Here’s a practical way to put it into action for your clients.


A Case Study


You have a 32-year-old female client who wants to lose 30 pounds for her wedding and she’s got 10 months to do so.


Step One:


Rather than put her on a restrictive, time- and preparation-intensive meal plan like the one previously demonstrated, offer alternatives to the macronutrient-dense foods like pasta, cupcakes, and bacon, which she loves. Suggest she reduce the portion-size of pasta, add a serving of sautéed vegetables, and opt for tomato vs. cream sauce. When it comes to cupcakes, make sure she purchases only one -- not the 6- or 12-pack -- and that she scrape off most of the frosting before she takes her first bite. What about the bacon? Have her balance her intake with whole foods -- like greens, berries or fruit -- to make the meal more nutritionally dense.

These substitutions will help her get more balanced nutrition, which means more energy for fitness-related activities. But more importantly, with each substitution she makes, she’ll feel empowered to make healthier decisions to support her weight-loss goals.


Step Two:


It is inevitable that your client will have a moment of weakness and eat a cupcake (440 kcal) with her frappuccino (430 kcal) and chopped salad (>500 kcal).

Don’t ignore or downplay the issue. Face it together and have your client evaluate the situation -- non-judgmentally. Figure out what caused her to make the decision. Maybe she didn’t realize the caloric value of each item. This is fine and presents an opportunity for her to learn about calories and macronutrients, using them to her advantage. Also, recommend she research her food choices or keep a more detailed food log to track her choices.

Maybe it was distraction: she ordered her ‘usual’ without thinking. This is normal but she can avoid this in the future with your help. Discuss ways to bring her awareness to the menu and her choices while in similar situations.

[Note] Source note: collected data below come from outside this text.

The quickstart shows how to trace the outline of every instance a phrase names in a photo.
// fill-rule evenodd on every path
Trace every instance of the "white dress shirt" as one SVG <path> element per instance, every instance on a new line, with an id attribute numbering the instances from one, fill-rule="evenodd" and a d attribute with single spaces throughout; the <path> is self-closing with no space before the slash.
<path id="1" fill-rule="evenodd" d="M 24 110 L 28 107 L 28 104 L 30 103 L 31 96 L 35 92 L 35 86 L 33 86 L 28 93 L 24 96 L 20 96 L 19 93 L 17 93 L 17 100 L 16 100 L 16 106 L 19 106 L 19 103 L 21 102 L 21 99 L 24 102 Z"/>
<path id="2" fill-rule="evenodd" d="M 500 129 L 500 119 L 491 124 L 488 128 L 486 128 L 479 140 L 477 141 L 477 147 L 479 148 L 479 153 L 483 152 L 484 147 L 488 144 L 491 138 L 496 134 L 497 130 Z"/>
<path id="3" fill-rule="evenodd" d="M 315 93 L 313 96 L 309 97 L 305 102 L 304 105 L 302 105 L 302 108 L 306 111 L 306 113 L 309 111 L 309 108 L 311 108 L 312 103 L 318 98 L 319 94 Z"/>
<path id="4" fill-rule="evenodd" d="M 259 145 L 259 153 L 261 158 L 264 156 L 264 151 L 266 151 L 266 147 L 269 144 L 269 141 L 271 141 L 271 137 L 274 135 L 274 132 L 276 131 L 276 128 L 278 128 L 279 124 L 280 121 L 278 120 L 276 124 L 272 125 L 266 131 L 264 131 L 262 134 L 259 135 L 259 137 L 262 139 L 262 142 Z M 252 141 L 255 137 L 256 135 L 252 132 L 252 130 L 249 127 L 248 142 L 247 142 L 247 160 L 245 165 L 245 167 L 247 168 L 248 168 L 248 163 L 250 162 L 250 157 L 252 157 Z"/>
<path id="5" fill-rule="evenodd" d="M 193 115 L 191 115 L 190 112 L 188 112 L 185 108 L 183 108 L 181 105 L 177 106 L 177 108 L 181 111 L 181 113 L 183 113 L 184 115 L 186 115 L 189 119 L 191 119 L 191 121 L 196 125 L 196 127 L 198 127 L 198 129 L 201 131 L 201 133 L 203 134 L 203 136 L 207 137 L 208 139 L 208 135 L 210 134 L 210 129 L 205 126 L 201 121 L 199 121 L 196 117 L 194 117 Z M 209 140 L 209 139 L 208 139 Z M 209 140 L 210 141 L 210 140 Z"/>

Maybe it was stress: like financial or feeling “fat”.  Emotional eating is a powerful habit and difficult -- but not impossible -- to break. Help her identify the trigger emotions and diffuse them so she can gain control.

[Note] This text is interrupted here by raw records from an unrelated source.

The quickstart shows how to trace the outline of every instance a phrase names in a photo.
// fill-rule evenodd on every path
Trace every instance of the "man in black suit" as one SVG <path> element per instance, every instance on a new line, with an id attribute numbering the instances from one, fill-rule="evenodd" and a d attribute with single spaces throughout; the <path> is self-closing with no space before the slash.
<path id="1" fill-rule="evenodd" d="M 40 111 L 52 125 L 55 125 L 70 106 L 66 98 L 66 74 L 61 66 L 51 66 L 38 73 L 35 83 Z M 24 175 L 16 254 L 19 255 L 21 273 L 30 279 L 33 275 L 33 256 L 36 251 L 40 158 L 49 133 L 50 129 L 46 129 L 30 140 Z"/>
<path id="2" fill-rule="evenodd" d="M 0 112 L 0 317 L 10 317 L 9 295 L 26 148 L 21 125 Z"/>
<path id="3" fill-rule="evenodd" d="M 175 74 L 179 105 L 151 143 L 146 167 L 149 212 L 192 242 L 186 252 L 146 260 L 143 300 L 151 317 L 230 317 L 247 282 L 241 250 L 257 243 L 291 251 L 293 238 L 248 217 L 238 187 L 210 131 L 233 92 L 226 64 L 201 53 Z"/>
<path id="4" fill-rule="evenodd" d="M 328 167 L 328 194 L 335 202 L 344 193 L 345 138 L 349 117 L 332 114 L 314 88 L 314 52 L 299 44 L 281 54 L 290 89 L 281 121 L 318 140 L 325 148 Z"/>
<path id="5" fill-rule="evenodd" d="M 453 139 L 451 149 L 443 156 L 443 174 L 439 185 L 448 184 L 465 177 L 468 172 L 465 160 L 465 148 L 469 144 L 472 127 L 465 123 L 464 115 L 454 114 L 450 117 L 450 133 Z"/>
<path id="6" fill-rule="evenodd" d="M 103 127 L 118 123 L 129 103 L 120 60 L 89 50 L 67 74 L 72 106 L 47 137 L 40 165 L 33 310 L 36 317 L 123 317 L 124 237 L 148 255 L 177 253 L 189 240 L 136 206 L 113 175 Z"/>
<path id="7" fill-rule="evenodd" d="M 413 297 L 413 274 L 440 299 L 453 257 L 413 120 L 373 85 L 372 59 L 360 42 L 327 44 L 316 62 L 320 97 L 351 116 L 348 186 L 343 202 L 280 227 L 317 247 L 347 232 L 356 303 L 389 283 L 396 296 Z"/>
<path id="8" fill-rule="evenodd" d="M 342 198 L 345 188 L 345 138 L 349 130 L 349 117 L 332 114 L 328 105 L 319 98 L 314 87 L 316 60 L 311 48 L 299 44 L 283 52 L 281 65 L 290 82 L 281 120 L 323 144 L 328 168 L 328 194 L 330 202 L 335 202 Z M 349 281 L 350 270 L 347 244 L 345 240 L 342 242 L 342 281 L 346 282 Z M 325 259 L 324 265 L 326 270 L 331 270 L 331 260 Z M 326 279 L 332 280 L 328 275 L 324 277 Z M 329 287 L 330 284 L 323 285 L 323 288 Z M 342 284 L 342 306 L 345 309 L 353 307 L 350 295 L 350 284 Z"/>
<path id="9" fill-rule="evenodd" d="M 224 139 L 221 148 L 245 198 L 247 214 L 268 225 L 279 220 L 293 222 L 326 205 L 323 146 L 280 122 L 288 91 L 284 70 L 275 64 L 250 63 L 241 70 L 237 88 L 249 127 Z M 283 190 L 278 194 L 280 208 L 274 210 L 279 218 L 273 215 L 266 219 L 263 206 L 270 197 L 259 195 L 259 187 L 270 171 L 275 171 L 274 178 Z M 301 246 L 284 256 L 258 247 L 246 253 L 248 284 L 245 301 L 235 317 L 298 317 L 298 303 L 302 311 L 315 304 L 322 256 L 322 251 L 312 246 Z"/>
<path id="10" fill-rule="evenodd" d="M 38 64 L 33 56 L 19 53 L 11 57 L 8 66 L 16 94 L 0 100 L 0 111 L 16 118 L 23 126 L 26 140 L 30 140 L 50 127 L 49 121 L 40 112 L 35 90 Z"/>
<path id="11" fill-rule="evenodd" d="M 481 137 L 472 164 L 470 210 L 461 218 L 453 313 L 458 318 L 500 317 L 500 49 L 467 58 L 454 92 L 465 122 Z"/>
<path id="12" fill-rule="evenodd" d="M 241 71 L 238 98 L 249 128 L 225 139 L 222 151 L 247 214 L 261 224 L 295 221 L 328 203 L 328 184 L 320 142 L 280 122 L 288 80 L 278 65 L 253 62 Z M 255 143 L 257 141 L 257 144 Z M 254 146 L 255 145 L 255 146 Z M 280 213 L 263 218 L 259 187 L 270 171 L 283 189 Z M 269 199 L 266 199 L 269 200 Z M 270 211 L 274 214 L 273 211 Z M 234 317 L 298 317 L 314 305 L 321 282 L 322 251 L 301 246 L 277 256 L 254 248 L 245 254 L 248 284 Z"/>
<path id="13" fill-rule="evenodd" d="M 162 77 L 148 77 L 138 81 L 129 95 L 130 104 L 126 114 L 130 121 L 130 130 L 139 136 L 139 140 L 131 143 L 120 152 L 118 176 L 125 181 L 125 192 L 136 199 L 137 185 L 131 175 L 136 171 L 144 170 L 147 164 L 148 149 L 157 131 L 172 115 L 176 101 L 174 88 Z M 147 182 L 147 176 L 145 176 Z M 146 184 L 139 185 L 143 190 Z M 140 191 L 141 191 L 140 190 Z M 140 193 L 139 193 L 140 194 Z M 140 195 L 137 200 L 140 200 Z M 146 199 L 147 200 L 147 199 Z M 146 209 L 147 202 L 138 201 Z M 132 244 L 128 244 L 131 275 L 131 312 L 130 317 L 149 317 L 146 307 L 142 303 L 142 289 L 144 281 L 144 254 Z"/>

Continue educating your client to substitute poor choices for better and celebrate the progress they make. As the big day gets closer,  work together to determine if she would benefit from a more structured meal plan. Perhaps she’s lost the weight, but wants to see more tone. Then a ‘traditional’ meal plan may be appropriate to maximize her time in the gym and she’ll be ready to follow your recommendations because:

You helped her build self-efficacy by creating a program where she could set and achieve small successes along the way.

You taught her how to identify and overcome negative self-talk through self-awareness and questioning.

She understands the benefits of a healthier lifestyle so she will see your meal plan for what it is -- a temporary means to an end; looking perfect on her big day.

 

Christina Estrada

References

1. To Message or Browse? Exploring the Impact of Phone Use Patterns on Male Adolescents’ Consumption of Palatable Snacks, Ethan Teo, Daniel Goh, Kamalakannan M. Vijayakumar and Jean C. J. Liu. Frontiers in Psychology. 08 January 2018. doi:10.3389/fpsyg.2017.02298

2. Why stress causes people to overeat. Harvard Health Publishing. February, 2012.

3. An exploratory study of Mindfulness Based Stress Reduction for emotional eating. Emily Levoy, Asimina Lazaridou, Judson Brewer, Carl Fulwiler. Appetite. 109 (2017) 124-130.

4. The Neural Basis of Optimism and Pessimism. David Hecht. Experimental Neurobiology. September 2013. 22(3). 173-199. Doi: 10.5607/en.2013.22.3.173.